From going around all happy and smiles,
To frowns of pain, cause they've got Piles.
It's hard to believe all that pain,
Had its origin in one little vein.
The Doctor says he can make it better,
Or else I wouldn't be writing this letter.
Fix it he did, now you're singing a song,
Every morning when you sit on the john.
To get it fixed once, you had to be bold,
Because the operation hurts, or so I am told.
But to go back again, it's bad for the soul,
Just so you will have another asshole.

Snigl Fritz

He also wrote a poem for our niece, Darcie - about her Volkswagen car.  Darcie kindly sent me pictures of the car as well as the poem - written in 1979.

Who's that girl named Darcie
Her car is very clean
There's a sign on the window saying 'buy me'
Because I'm such a pretty green

I got very far on a gallon of gas
My tires are almost new
Not much room for a piece of ass
So don't buy me just to screw

But if you want a very good buy
Make an offer, you never can tell
She may sell me cheap, and make Ted cry
And then go out and buy a Tercel.

Snigl Fritz


The photos, below, show Snigl Fritz working on the car; next it's Ted and Darcie and then the final photo shows the finished product. 

Cheerio,

Saturday, September 1, 2012

Usk, BC

I was just copying a couple of pictures of the 1948 flood in Usk and got to thinking...........our grandkids would have no idea where Usk was nor anything about it.  So, here are some things I know.

Usk is 12 miles east of Terrace - that must be about 20 kilometres.........for those who grew up with the metric system. 
Usk is where our family lived when I was born, in 1945.  My mother went there to work for Mrs Skinner, in her boarding house, in 1935 or so - maybe even 1934.  Anyway, she met father there and after their marriage in 1936 they continued to live there for the next 12 years. 

Usk was smaller than Terrace, although at one time I think there were about 3,000 people living there.  The main town is on the same side of the Skeena River as the town of Terrace..but the highway is on the other side of the Skeena.  To get to Usk you have to cross the river on a small, 2-car cable ferry.  For most of my young life George Kellog was the 'ferryman' and he took people back and forth across the Skeena on a regular basis.  If someone got to the ferry landing and it happened to be on the other side, you'd just honk and over George would come.  His wife's name was Myrt, I think and they lived in a big, two-storey house just above the ferry landing, on the Usk side.  
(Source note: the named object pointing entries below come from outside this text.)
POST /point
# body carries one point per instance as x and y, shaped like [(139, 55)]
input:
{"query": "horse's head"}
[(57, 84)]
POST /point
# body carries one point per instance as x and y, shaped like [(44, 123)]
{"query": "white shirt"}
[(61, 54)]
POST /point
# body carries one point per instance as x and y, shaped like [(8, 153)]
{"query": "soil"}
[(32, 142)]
Over the years more and more people bought property and built homes on the highway side of Usk.  That's where Adam's mill was for many, many, many years. 
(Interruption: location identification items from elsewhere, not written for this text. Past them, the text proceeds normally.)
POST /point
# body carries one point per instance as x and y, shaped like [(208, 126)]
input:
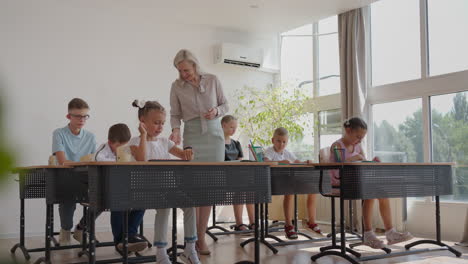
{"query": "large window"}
[(397, 131), (448, 41), (395, 37), (329, 127), (449, 130), (329, 59), (310, 60), (296, 56), (310, 57)]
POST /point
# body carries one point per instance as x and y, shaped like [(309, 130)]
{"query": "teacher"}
[(197, 98)]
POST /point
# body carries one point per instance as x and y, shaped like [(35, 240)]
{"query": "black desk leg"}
[(263, 222), (84, 243), (92, 235), (326, 251), (21, 245), (143, 236), (48, 235), (256, 239), (438, 240), (257, 244), (173, 250)]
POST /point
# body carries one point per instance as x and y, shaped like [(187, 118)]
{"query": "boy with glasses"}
[(70, 143)]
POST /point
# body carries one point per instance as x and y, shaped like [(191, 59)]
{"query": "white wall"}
[(52, 51)]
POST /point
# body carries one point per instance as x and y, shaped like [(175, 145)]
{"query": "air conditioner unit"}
[(239, 55)]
My paternal grandmother, Alice Maude (Alger) Bethurem and her 4th husband, Lee Bethurem, had a really nice home in Usk - either next door or two doors away from her sister Helen's.  Helen married Joe Bell and they lived all their married life in Usk. 

There was a very small school in Usk.  I remember mother telling me about Danny in grade 1.  Off he'd go every morning to school and come home at lunch time (maybe he only went half-days?) and he'd tell mother the teacher said he needed a ruler or a notebook or something like that.  This went on for quite a while and one day mother ran into the teacher somewhere and she wondered why Danny hadn't been at school.........  Needless to say, mother was dumbstruck.  Turned out, when she questioned Danny, if he got to the bottom of the school hill and could see that the flag was up, he knew he'd be late so he just didn't go.  Quite the rebel.......and he still marches to his own drum! 

In 1936 there was a HUGE flood in Usk.  Then in 1948 there was another flood - this one not quite so severe, from what mother said.  I don't have, nor have I ever seen, pictures of the '36 flood but Bruthie sent me some of the 1948 one.  I'll get a couple and post them here.  If this one wasn't as bad, I shudder to think of what the '36 one must have been like.  Mother did talk about it but I can't remember any of the stories clearly enough to write about them. 

The flood waters are subsiding here - Bruthie remembers taking a boat and going inside through the 2nd storey windows.  
 Inside the store............Imagine having to clean up this awful mess!

This looks like it might be my grandma's house.......whose old car this is, I have no idea.